Evaluate definite integrals using the Fundamental Theorem of Calculus
Use the properties of definite integrals (sum, swap, constant multiple)
Distinguish signed area from total (geometric) area; split at every $x$-intercept

Key results

$\displaystyle\int_a^b f(x)\,dx = \bigl[G(x)\bigr]_a^b = G(b) - G(a)$ where $G$ is any antiderivative of $f$.

$\displaystyle\int_a^b k f \,dx = k\!\int_a^b f\,dx$ · $\displaystyle\int_a^b [f\pm g]\,dx = \int_a^b f\,dx \pm \int_a^b g\,dx$ · $\displaystyle\int_a^b f\,dx = -\!\int_b^a f\,dx$ · $\displaystyle\int_a^a f\,dx = 0$

For area below the axis, take an absolute value. For an interval crossing the axis, split at every $x$-intercept.

Warm-up — straight evaluations

1. Evaluate each definite integral. Show the bracket step.

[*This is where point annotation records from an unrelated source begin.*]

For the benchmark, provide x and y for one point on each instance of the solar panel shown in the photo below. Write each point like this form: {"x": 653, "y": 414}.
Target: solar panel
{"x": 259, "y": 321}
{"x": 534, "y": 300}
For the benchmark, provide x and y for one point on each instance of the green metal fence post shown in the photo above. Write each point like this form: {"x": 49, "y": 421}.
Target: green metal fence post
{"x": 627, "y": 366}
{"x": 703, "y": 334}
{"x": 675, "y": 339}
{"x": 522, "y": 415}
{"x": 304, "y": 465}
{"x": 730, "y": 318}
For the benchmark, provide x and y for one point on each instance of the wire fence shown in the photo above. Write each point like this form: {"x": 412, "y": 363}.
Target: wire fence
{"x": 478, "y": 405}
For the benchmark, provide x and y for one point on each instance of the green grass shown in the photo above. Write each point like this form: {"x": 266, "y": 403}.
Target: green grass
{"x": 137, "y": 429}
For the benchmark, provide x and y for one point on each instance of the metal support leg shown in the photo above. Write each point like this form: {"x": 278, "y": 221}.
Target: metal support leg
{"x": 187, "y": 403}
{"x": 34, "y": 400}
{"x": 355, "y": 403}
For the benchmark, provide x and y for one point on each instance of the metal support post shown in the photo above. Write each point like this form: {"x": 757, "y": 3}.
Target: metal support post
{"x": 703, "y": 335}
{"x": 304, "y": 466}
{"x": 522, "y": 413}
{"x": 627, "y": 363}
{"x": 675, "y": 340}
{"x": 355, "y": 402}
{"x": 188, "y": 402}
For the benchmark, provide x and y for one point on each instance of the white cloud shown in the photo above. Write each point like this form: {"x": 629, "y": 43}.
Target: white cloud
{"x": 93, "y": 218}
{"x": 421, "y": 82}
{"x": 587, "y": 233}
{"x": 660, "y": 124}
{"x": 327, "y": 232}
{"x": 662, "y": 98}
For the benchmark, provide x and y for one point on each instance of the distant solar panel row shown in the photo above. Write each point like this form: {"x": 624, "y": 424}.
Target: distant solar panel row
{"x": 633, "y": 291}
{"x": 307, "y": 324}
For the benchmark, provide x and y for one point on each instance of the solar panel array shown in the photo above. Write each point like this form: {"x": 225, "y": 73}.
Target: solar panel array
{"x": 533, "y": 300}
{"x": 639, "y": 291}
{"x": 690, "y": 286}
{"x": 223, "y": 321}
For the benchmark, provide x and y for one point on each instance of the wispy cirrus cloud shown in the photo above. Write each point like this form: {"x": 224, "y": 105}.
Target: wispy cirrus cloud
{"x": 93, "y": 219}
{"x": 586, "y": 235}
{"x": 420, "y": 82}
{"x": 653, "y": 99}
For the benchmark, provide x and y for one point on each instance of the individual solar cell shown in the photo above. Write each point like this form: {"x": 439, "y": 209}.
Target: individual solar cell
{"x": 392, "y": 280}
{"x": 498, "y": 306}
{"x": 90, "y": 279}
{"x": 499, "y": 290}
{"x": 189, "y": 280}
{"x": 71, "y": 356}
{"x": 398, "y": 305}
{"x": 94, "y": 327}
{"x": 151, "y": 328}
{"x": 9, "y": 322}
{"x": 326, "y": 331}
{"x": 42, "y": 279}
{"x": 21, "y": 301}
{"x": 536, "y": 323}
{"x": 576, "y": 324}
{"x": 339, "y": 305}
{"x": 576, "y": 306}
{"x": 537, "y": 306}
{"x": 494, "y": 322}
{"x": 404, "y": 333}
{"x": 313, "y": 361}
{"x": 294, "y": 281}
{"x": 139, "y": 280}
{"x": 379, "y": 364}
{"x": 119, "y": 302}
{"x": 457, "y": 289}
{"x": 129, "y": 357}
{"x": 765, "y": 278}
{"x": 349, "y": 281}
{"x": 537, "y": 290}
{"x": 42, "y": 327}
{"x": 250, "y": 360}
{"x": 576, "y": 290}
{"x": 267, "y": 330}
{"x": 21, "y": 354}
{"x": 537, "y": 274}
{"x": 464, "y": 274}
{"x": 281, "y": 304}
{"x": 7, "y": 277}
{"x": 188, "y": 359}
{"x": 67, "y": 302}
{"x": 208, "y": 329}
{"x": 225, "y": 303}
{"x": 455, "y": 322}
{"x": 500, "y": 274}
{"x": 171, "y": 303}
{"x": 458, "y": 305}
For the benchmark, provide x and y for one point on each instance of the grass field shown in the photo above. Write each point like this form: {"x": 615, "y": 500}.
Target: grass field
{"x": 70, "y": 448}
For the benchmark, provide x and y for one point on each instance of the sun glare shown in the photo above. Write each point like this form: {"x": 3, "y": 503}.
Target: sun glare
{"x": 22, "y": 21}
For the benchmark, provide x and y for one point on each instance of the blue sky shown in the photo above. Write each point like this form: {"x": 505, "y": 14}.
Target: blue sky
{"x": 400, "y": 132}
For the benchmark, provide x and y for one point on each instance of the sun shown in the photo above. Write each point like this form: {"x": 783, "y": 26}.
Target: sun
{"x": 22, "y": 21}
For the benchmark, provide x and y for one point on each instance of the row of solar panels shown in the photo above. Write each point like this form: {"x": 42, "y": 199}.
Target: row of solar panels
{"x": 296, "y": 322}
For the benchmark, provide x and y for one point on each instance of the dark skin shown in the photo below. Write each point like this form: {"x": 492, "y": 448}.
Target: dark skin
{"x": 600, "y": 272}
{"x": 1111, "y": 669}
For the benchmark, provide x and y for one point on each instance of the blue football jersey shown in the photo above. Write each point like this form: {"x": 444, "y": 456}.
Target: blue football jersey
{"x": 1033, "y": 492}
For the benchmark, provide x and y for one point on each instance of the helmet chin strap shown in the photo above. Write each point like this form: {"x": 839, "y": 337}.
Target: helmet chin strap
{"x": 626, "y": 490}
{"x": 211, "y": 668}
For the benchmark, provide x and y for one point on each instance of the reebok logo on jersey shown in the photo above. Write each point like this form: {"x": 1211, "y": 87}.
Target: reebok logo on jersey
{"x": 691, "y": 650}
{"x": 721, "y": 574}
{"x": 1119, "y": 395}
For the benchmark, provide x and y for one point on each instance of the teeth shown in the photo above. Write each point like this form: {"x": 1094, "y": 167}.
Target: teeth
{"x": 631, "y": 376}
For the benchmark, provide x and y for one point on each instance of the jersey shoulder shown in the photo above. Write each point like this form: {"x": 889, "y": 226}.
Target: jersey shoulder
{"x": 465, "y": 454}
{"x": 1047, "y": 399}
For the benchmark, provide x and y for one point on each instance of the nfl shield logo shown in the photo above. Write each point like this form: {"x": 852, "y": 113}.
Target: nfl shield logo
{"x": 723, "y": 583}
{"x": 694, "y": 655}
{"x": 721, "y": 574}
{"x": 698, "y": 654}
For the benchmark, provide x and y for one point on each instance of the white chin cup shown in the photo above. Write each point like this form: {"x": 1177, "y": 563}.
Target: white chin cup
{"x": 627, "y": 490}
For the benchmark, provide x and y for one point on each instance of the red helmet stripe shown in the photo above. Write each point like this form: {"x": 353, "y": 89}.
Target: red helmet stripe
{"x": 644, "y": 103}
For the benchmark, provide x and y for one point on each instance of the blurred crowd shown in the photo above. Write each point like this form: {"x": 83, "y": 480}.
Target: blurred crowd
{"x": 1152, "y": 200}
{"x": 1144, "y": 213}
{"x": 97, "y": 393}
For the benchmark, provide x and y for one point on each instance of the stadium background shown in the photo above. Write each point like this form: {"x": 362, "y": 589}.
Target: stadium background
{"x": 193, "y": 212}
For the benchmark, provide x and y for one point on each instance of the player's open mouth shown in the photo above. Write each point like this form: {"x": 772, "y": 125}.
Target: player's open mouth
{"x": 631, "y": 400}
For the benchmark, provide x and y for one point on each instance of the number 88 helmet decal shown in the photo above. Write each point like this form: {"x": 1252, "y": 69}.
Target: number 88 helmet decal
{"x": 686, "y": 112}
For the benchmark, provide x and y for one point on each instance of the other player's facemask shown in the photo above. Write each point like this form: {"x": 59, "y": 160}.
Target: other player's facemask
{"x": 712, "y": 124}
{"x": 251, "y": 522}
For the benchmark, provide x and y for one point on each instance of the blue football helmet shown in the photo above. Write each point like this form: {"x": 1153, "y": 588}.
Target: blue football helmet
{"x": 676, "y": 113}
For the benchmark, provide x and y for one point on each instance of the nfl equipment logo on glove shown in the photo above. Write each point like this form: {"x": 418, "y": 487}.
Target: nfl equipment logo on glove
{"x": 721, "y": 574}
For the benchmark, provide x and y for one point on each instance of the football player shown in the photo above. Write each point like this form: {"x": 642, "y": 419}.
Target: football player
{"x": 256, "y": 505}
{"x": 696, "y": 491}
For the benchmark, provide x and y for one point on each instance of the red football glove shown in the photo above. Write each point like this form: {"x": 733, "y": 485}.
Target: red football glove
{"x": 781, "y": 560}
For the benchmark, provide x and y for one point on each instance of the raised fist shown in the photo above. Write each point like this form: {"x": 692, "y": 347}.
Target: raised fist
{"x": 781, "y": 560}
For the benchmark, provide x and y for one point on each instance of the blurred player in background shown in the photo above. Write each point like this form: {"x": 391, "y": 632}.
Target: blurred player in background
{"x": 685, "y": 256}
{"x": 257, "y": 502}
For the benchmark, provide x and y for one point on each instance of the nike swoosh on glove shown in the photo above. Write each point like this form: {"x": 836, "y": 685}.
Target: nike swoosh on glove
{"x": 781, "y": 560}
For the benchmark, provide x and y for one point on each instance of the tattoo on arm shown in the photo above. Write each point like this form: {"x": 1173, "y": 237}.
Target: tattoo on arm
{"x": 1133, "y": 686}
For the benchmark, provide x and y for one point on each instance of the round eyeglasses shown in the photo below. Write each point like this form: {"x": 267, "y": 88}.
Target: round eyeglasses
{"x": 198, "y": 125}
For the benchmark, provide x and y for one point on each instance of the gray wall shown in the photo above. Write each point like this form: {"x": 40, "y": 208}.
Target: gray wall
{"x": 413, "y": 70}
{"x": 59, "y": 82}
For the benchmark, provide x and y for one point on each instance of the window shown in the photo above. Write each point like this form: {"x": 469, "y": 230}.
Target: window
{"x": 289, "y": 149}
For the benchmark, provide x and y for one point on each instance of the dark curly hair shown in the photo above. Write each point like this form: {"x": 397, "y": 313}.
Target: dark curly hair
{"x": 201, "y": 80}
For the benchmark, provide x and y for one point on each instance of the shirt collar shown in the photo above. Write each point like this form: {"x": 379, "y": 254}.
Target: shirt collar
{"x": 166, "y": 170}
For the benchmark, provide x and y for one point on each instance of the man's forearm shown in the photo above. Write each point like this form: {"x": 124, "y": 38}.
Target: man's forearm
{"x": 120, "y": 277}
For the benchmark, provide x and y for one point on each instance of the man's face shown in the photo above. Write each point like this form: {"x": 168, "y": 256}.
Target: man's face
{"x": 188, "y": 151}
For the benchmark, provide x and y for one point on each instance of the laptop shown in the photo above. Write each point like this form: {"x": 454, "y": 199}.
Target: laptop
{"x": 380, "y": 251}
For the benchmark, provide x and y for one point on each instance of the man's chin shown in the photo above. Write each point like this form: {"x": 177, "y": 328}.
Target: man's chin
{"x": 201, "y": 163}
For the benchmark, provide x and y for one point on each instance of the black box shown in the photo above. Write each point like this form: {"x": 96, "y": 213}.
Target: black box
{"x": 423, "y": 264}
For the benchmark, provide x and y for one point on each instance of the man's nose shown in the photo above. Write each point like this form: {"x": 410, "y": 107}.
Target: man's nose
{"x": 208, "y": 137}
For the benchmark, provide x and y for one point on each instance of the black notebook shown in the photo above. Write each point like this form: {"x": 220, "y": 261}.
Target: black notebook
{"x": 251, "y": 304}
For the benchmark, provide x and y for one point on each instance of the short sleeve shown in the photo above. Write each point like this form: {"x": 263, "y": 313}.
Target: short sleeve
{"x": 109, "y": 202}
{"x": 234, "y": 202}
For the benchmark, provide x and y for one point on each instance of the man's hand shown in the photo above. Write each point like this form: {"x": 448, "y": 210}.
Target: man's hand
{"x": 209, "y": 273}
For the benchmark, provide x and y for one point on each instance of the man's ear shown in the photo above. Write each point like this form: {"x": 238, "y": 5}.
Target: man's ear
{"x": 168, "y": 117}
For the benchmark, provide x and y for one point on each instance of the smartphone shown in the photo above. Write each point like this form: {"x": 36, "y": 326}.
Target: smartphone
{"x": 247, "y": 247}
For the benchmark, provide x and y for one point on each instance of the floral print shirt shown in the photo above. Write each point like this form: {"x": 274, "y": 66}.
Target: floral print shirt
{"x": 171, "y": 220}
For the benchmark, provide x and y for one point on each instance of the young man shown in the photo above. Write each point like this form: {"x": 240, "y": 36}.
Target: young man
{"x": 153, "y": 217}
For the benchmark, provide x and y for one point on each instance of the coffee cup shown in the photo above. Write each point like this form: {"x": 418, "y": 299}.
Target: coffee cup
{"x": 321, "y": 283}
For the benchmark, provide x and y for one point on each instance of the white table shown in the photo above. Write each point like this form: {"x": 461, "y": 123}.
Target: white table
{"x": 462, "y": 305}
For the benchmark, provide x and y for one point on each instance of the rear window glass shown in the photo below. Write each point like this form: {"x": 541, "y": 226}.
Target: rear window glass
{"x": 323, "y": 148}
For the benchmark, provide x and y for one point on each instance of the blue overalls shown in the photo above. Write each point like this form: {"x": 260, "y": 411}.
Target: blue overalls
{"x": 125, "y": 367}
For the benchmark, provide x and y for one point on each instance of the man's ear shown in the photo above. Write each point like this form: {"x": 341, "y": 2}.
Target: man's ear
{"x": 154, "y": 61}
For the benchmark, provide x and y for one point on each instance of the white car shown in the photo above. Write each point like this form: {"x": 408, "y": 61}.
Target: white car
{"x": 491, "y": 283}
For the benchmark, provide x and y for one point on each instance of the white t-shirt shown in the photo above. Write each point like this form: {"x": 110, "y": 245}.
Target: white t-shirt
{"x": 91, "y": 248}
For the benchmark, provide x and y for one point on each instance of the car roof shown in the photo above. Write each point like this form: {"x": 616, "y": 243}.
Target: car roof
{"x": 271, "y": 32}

a $\displaystyle\int_2^3 x^2\,dx$

b $\displaystyle\int_0^4 (e^{2x}+1)\,dx$

c $\displaystyle\int_6^8 \dfrac{1}{x-5}\,dx$

d $\displaystyle\int_0^{\pi/4} \sin(2x)\,dx$

Part A — Properties of the definite integral

2. Given $\displaystyle\int_1^4 f(x)\,dx = 3$, evaluate $\displaystyle\int_1^4 \bigl[2f(x) + 4\bigr]\,dx$.

3. If $\displaystyle\int_{-1}^{2} g(x)\,dx = 5$, find $\displaystyle\int_{-1}^{2} \bigl[x + 2g(x)\bigr]\,dx$.

4. If $\displaystyle\int_{-2}^{1} f(x)\,dx = 2$ and $\displaystyle\int_{1}^{3} f(x)\,dx = -6$, find $\displaystyle\int_{3}^{-2} f(x)\,dx$.

5. Find $k$ if $\displaystyle\int_0^k 8x\,dx = 36$ ($k>0$).

Area Under a Curve — continued

Part B (signed vs total area) · VCAA-style application

Name

Part B — Signed area vs total area

6. Find $\displaystyle\int_4^9 \bigl(\sqrt{x}+1\bigr)\,dx$ and interpret as an area.

7. Calculate the area bounded by $y = x^2 - 4x$, the $x$-axis and the lines $x=1$, $x=3$. (Hint: where is the curve relative to the axis on $[1,3]$?)

8. Let $f(x) = x^2 - 1$ for $x \in [0,2]$.

a Find the area bounded by $f$, the $x$-axis, the $y$-axis and $x=2$, by hand.

b A student types $\displaystyle\int_0^2 (x^2-1)\,dx$ into CAS and gets $\tfrac{2}{3}$. Explain why this is the wrong answer to the question in (a).

Part C — VCAA-style

9. VCAA 2016 Exam 1 (Tech-Free). Part of the graph of $f(x) = -x^2 + ax + 12$ is shown. The shaded region runs from $x=0$ to $x=3$ and has area $45$ square units. Find $a$, and then $m$ and $n$, the $x$-axis intercepts of $f$. (5 marks)

10. Find the total area bounded by $y = x^2 - 9$ and the $x$-axis between $x=0$ and $x=5$. (Hint: $x$-intercept inside the interval.)